Fleet is the most widely used open source osquery manager in the world. Fleet enables programmable live queries, streaming logs, and realtime visibility of 100,000+ servers, containers, and laptops. It's especially useful for IT, security, and compliance use cases.

The Fleet application contains two single static binaries which provide web based administration, REST API, and CLI interface to Fleet.

The fleet binary contains:

  • The Fleet TLS web server (no external webserver is required but it supports a proxy if desired)
  • The Fleet web interface
  • The Fleet application management REST API
  • The Fleet osquery API endpoints

The fleetctl binary is the CLI interface which allows management of your deployment, scriptable live queries, and easy integration into your existing logging, alerting, reporting, and management infrastructure.

Both binaries are available for download from our repo.

Fleet vs Fleet Sandbox

If you'd like to try Fleet on your laptop, we recommend Fleet Sandbox.

If you want to enroll real hosts or deploy to a more scalable environment, we recommend deploying Fleet to a server.

Infrastructure dependencies

Fleet currently has three infrastructure dependencies: MySQL, Redis, and a TLS certificate.

Fleet's architecture diagram

MySQL

Fleet uses MySQL extensively as its main database. Many cloud providers (such as AWS and GCP) host reliable MySQL services which you may consider for this purpose. A well supported MySQL Docker image also exists if you would rather run MySQL in a container. For more information on how to configure the fleet binary to use the correct MySQL instance, see the Configuration document.

Fleet requires at least MySQL version 5.7.

Redis

Fleet uses Redis to ingest and queue the results of distributed queries, cache data, etc. Many cloud providers (such as AWS and GCP) host reliable Redis services which you may consider for this purpose. A well supported Redis Docker image also exists if you would rather run Redis in a container. For more information on how to configure the fleet binary to use the correct Redis instance, see the Configuration document.

TLS certificate

In order for osqueryd clients to connect, the connection to Fleet must use TLS. The TLS connection may be terminated by Fleet itself, or by a proxy serving traffic to Fleet.
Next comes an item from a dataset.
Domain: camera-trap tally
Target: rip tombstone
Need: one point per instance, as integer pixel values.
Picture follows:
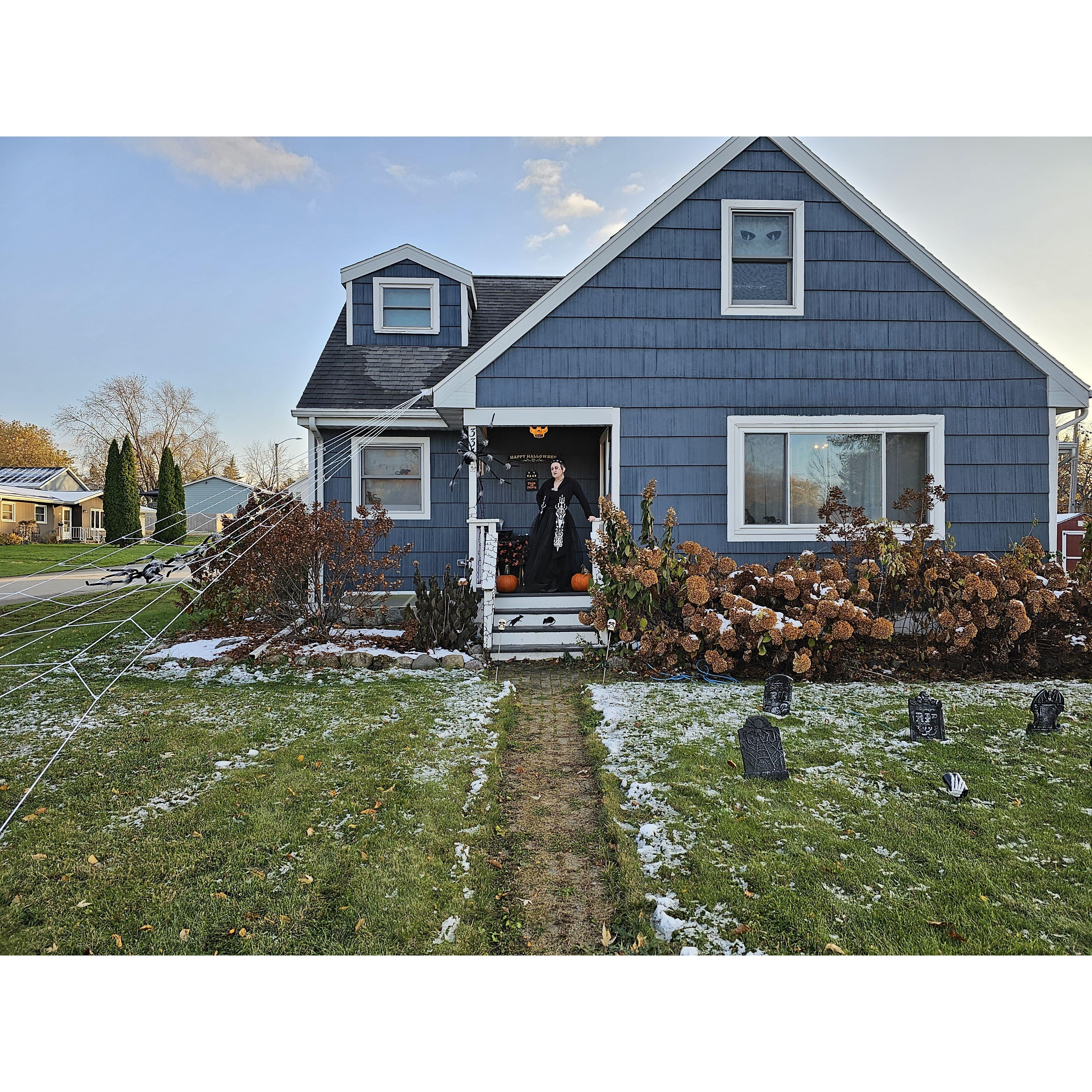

  • The CNAME or one of the Subject Alternate Names (SANs) on the certificate must match the hostname that osquery clients use to connect to the server/proxy.
  • If you intend to have your Fleet instance on a subdomain, your certificate can have a wildcard SAN. So fleet.example.com should match a SAN of *.example.com
  • If self-signed certificates are used, the full certificate chain must be provided to osquery via the --tls_server_certs flag.
  • If Fleet terminates TLS, consider using an ECDSA (rather than RSA) certificate, as RSA certificates have been associated with performance problems in Fleet due to Go's standard library TLS implementation.